Some districts, such as Cincinnati Public Schools, took the idea to heart. Its board approved an anti-racism policy in December, which included a commitment to developing new, anti-racist lesson plans for students at every grade level.
Board member Mike Moroski said they haven't experienced any community pushback, and he doesn't expect to see a bunch of angry parents once the new curriculum becomes official.
Some teachers are already weaving diversity lessons into their teachings.
“Yes, it probably gets very close to what you would consider critical race theory,” said Trent White, a social studies teacher at Cincinnati's Aiken High School. “Being very critical of the idea that a lot of the legal foundations of this country were founded to help white people prosper and either did not think about African Americans or some were intentionally done to (Black people)."
About 69% of Ohio's public school kids are white, according to the most recent data from the state. Akien High School, however, is 95% minority with the majority of students – 78% – being Black.
White said he tailored his teaching to his students, many of whom view U.S. history through the lens of the Black experience.
That doesn't mean he teaches kids that all white people throughout history were racist. His goal is not to teach students to hate America. But he doesn't give kids a "rosy, autobiographical version" of the nation's history, either.
He also incorporates local issues like redlining, which was a way banks marked predominately Black neighborhoods on maps in order to deny them loans and other financial services.
White wants his students "to understand that you can be critical of America without hating America."
Local control or local protection?
In Hudson City School District, where 85% of the students are white, parents lined up in opposition to the way its schools were teaching about diversity.

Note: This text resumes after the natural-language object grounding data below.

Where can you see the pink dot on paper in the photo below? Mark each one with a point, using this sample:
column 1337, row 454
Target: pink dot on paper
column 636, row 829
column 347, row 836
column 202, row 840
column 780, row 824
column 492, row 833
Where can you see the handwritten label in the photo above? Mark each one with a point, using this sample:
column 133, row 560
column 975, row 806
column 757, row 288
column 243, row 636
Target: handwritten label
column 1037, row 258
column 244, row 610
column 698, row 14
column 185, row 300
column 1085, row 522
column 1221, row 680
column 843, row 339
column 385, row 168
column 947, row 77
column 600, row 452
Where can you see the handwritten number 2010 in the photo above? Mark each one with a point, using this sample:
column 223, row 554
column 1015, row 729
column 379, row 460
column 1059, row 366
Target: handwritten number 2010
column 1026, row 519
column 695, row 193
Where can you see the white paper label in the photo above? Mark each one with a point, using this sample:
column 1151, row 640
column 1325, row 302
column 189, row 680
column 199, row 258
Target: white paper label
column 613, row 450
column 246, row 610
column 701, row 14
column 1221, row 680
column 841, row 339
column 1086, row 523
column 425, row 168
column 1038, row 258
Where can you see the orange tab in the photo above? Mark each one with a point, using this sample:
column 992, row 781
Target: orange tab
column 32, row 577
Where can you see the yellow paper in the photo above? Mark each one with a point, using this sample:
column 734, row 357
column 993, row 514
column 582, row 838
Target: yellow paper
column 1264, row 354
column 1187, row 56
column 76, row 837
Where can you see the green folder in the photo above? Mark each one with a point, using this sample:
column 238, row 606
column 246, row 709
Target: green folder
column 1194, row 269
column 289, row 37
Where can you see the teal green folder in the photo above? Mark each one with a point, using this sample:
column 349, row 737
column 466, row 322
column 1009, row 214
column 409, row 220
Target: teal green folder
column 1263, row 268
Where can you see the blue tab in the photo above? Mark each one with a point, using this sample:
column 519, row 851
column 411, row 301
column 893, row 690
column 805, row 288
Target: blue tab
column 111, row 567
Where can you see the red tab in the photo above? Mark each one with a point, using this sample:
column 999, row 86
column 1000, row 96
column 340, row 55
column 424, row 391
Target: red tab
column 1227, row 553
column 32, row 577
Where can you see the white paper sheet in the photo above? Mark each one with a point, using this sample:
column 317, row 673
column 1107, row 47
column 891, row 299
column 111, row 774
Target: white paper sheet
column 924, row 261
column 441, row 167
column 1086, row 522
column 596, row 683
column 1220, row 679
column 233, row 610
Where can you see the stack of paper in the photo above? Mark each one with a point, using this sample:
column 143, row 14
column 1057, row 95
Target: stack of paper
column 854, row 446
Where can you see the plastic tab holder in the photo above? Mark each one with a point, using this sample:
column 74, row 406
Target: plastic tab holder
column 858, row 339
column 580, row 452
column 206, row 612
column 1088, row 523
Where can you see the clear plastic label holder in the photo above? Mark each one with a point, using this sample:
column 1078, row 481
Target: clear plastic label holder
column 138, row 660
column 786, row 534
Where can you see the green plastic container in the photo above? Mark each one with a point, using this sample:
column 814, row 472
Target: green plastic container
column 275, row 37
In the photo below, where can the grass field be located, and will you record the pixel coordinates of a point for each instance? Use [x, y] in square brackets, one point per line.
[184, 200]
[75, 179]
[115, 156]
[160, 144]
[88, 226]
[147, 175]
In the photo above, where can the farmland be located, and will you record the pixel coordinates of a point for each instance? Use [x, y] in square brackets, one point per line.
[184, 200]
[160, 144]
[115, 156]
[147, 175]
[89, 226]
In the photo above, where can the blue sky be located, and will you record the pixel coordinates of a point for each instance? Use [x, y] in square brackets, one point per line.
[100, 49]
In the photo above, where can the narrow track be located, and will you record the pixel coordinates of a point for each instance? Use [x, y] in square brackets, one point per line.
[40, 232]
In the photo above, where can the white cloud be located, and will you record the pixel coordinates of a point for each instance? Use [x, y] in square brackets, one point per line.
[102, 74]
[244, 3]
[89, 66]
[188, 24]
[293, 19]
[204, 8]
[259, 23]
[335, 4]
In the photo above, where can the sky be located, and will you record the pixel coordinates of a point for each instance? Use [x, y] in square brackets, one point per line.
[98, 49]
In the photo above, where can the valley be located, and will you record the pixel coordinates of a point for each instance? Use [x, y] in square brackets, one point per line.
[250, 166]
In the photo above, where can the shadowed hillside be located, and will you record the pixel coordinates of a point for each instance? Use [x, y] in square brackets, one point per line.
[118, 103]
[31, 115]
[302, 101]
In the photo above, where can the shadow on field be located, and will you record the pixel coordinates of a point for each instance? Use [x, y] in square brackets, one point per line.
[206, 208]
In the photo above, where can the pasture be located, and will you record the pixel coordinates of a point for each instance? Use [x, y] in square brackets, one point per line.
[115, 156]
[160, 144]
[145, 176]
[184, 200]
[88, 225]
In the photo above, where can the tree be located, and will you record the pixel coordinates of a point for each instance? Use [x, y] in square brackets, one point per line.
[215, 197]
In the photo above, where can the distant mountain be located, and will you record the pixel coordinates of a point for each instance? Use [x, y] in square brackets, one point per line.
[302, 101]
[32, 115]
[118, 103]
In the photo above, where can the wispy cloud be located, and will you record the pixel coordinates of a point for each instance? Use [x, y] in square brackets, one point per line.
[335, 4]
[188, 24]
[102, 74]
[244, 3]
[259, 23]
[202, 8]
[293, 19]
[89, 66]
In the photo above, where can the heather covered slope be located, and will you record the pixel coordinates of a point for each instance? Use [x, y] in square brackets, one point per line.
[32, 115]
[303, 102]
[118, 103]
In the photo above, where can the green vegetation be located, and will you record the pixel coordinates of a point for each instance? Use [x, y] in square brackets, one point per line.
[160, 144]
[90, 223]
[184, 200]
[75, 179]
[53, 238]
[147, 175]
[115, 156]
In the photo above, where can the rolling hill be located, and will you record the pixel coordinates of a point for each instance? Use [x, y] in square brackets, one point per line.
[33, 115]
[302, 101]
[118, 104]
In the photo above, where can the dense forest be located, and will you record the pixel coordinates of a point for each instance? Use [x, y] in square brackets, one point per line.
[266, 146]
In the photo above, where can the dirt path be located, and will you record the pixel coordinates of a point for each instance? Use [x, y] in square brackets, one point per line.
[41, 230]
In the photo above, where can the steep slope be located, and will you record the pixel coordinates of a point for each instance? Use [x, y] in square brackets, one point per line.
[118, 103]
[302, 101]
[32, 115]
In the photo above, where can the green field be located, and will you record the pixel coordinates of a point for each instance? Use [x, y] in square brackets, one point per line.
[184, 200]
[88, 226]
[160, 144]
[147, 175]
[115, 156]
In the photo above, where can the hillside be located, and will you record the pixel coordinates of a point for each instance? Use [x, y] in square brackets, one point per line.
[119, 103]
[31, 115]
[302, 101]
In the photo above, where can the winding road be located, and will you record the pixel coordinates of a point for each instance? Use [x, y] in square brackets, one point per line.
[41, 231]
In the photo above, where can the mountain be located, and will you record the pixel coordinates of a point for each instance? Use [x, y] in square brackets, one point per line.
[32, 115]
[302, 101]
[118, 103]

The school board said in a statement that it wasn't teaching critical race theory or the 1619 Project. But parents told News 5 Cleveland they viewed lessons about white privilege as indoctrination.

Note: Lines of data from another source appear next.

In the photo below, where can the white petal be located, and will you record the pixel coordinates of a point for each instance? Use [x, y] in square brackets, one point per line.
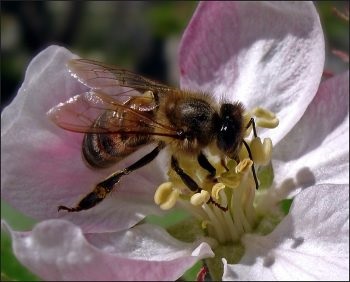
[58, 250]
[268, 54]
[311, 243]
[316, 151]
[42, 166]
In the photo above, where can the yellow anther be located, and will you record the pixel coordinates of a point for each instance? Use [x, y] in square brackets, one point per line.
[216, 189]
[263, 113]
[243, 153]
[244, 166]
[166, 196]
[204, 224]
[201, 198]
[246, 119]
[267, 123]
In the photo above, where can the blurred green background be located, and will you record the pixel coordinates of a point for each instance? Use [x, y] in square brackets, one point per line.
[140, 36]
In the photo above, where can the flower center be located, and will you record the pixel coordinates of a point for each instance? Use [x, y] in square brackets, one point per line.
[225, 205]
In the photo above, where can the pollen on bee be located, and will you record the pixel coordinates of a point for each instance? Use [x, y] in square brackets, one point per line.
[223, 202]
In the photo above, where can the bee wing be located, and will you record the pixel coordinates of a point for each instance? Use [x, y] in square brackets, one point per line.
[100, 76]
[79, 113]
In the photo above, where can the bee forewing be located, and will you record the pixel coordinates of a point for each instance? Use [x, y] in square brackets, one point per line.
[110, 79]
[79, 112]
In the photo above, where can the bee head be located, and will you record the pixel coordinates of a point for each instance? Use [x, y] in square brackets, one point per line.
[230, 130]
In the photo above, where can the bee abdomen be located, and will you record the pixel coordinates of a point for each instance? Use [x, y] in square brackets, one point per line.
[101, 150]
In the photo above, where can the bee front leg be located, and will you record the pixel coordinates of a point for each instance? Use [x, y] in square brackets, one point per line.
[204, 163]
[102, 189]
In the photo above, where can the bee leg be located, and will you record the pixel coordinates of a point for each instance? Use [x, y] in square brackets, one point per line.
[103, 188]
[253, 168]
[252, 123]
[204, 163]
[189, 182]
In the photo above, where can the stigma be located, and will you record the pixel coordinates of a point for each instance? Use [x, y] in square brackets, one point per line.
[225, 203]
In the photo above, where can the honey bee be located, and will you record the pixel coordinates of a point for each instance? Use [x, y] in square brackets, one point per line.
[124, 111]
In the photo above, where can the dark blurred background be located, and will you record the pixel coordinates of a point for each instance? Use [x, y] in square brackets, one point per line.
[140, 36]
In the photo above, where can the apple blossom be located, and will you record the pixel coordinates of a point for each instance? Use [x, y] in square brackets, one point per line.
[269, 55]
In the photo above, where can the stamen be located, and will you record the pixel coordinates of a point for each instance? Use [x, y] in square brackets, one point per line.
[244, 166]
[261, 151]
[166, 196]
[201, 198]
[216, 189]
[223, 203]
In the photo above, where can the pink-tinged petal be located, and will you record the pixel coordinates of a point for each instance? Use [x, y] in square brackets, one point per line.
[316, 150]
[311, 243]
[268, 54]
[58, 250]
[42, 166]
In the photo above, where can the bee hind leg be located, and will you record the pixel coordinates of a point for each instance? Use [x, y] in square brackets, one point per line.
[105, 187]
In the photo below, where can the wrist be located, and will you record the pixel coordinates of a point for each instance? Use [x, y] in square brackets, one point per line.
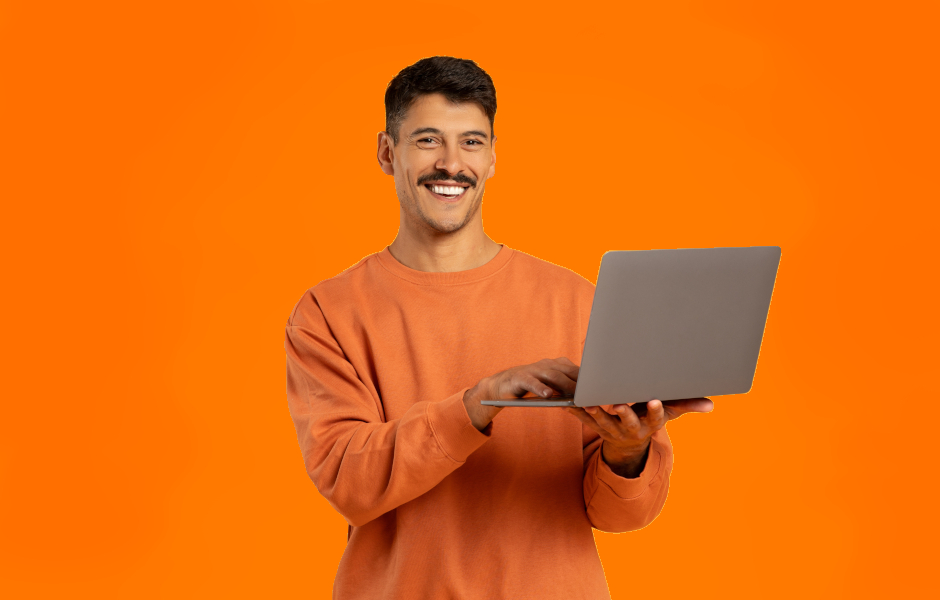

This is why we have local control, Rep. Erica Crawley, D-Columbus, said. “School districts should be able to allow teachers to teach whatever they believe is necessary for that subject.”
Ohio has more than 600 school districts. What works in one might not work in another, she said. But House Bill 322 would cut into that academic freedom.
It wouldn't explicitly ban the 1619 Project, but it would ban any lesson claiming "the advent of slavery in the territory that is now the United States constituted the true founding of the United States."
And it would prohibit teaching slavery and racism as "anything other than deviations from true American values like 'liberty and equality.'"
A district could lose its funding if it taught in a way that made a student "feel discomfort, guilt, anguish, or any other form of psychological distress on account of the individual's race or sex."
House Bill 327, sponsored by Republican Reps. Diane Grendell and Sarah Fowler Arthur, goes a step further. It includes prohibitions for higher education and mandatory training for state employees on what the bill calls "divisive concepts."
"When you are teaching something divisive, it's important to make sure that it is as well-rounded as possible," Fowler Arthur said.
Her bill doesn't ban the teaching of controversial issues. It simply requires them to be taught in an "an objective manner" that presents "a complete view of history." CRT, in her opinion, "teaches a narrative view of history."
Ohio lawmakers need to intervene here, Fowler Arthur said, to protect teachers and other state employees from being forced into accepting these ideas just to keep their jobs.
Both bills also attempt to ban federal intrusion on this topic. The federal government could "coerce" districts into choosing critical race theory curricula with federal funds, Fowler Arthur said, like they did with the Common Core standards.
“They incentivized it through a grant process directly to local school districts,” she said. “A majority of districts didn’t want to voluntarily participate, but everyone was eventually forced to comply.”